BANGOR, Maine — Tony Sohns had an eight-legged pig and nowhere to put it.
He’d bought it off a Pembroke man from whom he’d bought other dead things, for educational purposes.
“In conversation one day he said, ‘I’ve got this barrel full of piglets that were born all deformed.’ I said, ‘Oh, man, let me see those,'” Sohns said.
His take (“amazing”) was not his sisters’ (“hideous and horrific,”) so it was not welcome in their downtown store, The Rock & Art Shop.
Until the family decided to curate a freak show.
Then it found a home with a Jivaroan shrunken head, a rat-eating plant and a live 4½-foot electric eel shipped up from the Amazon (that, yes, has zapped Sohns a couple of times.)
The Natural History Freak Show opened last month. It runs through Nov. 13.
“In rural Maine, we don’t have any of these Ripley’s [Believe It or Nots] or even big natural history museums or zoos,” Sohns said. “As a kid, I’d look at the Ripley’s books [and think], ‘I want to see it; I want to believe it.'”
The show’s timing benefited from a confluence of weird finds. The pig came first, about four years ago. Next, Frank Zappa. (That’s the eel.)
Sohns, an educator known for his traveling Bug Zoo, told a pet shop owner and friend that he’d love to get a baby electric eel for teaching.
“I kind of forgot about it,” he said. “Literally three and a half years later, I got a phone call out of the blue, ‘Hey, your eel is in L.A.; it’s on its way.'”
Sohns readied a 10-gallon tank, drove to the airport.
“It came in this way-bigger box than I was expecting for a little fish and there were all these ‘cautions’ and ‘warnings’ and ‘be careful’ [stickers],” Sohns said. “I get it home and I open it up and there was this monster eel inside. It was way out of my league for using with kids, so I was like, what am I going to do?”
Enter the freak show. Frank is “The Living Lightning Bolt.”
Sohns and his sisters, Annette Dodd and Amanda Sohns, have given natural history spins to P.T. Barnum’s outlandish sideshow acts from more than a century ago. The Sohns’ Strong Man: a Rhino beetle that can lift 850 times its weight. The Pregnant Man: A Brazilian seahorse with a pouch to carry its young.
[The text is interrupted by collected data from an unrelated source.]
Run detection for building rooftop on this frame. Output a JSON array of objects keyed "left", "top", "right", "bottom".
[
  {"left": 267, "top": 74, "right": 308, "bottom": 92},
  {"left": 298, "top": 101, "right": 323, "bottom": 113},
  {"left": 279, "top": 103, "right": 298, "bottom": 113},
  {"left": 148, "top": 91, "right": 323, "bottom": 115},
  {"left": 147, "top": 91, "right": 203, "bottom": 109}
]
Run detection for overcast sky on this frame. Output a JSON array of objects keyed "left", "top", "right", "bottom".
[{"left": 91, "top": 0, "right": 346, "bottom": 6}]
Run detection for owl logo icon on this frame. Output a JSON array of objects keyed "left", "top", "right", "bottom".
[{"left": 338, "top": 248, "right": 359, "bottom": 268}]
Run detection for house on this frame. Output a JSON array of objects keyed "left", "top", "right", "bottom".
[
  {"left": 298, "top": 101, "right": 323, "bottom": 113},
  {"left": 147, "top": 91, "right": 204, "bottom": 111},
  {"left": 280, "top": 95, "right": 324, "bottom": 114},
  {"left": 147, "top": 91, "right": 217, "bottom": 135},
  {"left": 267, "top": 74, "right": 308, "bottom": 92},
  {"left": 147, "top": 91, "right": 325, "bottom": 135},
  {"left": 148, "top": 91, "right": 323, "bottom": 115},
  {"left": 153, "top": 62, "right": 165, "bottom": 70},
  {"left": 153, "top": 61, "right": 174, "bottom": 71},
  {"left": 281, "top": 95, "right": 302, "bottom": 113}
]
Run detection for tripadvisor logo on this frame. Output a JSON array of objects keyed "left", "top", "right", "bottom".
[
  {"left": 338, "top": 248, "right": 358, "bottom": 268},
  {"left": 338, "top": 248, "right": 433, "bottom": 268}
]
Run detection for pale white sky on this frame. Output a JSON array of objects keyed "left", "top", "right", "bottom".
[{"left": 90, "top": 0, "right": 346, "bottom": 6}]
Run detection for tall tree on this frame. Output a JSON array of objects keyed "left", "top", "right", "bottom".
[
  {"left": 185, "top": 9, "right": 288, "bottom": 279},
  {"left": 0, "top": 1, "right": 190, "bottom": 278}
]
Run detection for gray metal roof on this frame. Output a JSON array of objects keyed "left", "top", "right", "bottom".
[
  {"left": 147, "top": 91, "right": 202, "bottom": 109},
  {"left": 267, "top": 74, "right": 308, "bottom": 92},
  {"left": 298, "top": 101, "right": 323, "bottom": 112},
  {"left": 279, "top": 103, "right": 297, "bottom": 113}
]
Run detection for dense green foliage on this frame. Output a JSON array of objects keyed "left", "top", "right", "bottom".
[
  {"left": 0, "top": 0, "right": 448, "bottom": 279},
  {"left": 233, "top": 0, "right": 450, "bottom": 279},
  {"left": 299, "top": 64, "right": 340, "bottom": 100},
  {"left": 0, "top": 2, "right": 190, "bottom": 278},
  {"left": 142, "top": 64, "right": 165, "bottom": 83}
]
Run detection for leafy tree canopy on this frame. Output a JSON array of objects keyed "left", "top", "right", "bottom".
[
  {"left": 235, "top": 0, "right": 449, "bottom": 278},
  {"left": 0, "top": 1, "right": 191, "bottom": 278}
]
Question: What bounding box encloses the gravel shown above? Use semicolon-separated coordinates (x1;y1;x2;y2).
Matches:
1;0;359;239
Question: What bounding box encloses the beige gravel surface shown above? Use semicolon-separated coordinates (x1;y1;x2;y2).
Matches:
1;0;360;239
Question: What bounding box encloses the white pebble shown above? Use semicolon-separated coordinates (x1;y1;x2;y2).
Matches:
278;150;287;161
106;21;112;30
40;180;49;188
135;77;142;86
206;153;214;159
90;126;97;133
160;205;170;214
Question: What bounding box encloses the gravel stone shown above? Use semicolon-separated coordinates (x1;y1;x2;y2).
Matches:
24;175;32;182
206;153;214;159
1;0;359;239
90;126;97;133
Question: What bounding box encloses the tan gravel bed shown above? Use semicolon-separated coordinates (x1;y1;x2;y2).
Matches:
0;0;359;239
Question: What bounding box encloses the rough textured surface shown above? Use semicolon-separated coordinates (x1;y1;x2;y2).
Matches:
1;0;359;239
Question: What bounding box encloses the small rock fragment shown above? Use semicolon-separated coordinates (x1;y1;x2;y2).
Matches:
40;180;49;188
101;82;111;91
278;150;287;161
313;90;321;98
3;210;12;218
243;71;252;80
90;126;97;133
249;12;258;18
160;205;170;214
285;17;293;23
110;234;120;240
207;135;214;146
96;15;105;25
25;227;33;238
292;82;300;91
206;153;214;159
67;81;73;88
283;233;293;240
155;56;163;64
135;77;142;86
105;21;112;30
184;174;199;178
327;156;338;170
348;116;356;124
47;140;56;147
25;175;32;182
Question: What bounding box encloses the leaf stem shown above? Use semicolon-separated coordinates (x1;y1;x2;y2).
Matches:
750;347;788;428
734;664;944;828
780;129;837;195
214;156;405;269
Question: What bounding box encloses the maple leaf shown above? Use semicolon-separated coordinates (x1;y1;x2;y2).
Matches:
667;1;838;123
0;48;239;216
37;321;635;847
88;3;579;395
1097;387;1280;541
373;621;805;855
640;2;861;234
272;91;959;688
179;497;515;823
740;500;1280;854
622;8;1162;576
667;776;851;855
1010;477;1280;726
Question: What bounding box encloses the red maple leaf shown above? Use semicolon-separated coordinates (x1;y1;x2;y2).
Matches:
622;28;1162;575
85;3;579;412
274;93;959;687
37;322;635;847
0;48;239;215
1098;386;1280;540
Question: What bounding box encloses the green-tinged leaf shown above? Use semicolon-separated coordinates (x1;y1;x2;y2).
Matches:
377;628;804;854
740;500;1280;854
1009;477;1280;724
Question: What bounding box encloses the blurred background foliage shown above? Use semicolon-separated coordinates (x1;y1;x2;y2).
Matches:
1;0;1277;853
There’s also a “man-eating clam” (with nary a confirmed kill.) A skeleton of the world’s largest bat. The skull of a present-day fanged deer.
“When we started doing the research, we said, ‘We have to have a shrunken head; that’s a classic part of the freak show,” Sohns said.
The hitch? They’re illegal to import in the U.S.
Instead, he found a head made by a South American tribe from llama hide, molded and tanned, with lips, eyes and features that look eerily accurate.
“They’ve been faking them since the 1870s — that’s a lot of practice,” Sohns said. “We had to have all of these elements to tell the story. [Barnum’s infamous] Fiji Mermaid came up and I was like, ‘Oh, man, how the hell am I going to get a Fiji Mermaid?'”
For that he found Juan Cabana, the Florida artist who’s made several of the mermaids from sewn monkey, bird and fish parts for photos in the Weekly World News.
The creature is blackened, lying on its side inside a steamer trunk in the Sohns’ show.
“This is the thing P.T. Barnum used to say, ‘It’s an authentic fake,'” he said.
The eight-legged pig, with two bums, two tails and one head, is real, though deceased. Frank, caught in Peru, is very much alive, though he’s fooled visitors who suspect the eel is fake or pickled. Mostly he lies still on the bottom of a rock-covered tank, next to a submerged human skull, coming up for air every 10 to 15 minutes.
He’s capable of generating 600 to 900 volts of electricity.
“They can get huge, too, from what I’ve heard,” Sohns said. “I’ve heard reports of 9-foot electric eels, which is terrifying.”
There is a chance, though, that Frank doesn’t acclimate to Maine. The show could be one-time-only, Sohns said. It might be impossible to sustain.
“The eel could croak tomorrow and the rat-eating plant, I might run out of rats,” he said.
He likes the show’s concept, much like the Pembroke pig, for the emotions it evokes: Awe. Revolt. Curiosity.
“Freak shows throughout history have always showcased that facet of nature, things that are ‘wrong,'” Sohns said. “Maybe some people are going to say, ‘I’m OK.'”
Despite the signs in the shop, he’s been surprised at the number of people caught unaware: “I say, ‘Oh, make sure you check out the freak show in the back room,’ and they think I’m joking.”
Weird, Wicked Weird is a monthly feature on the strange, unexplained and intriguing in Maine.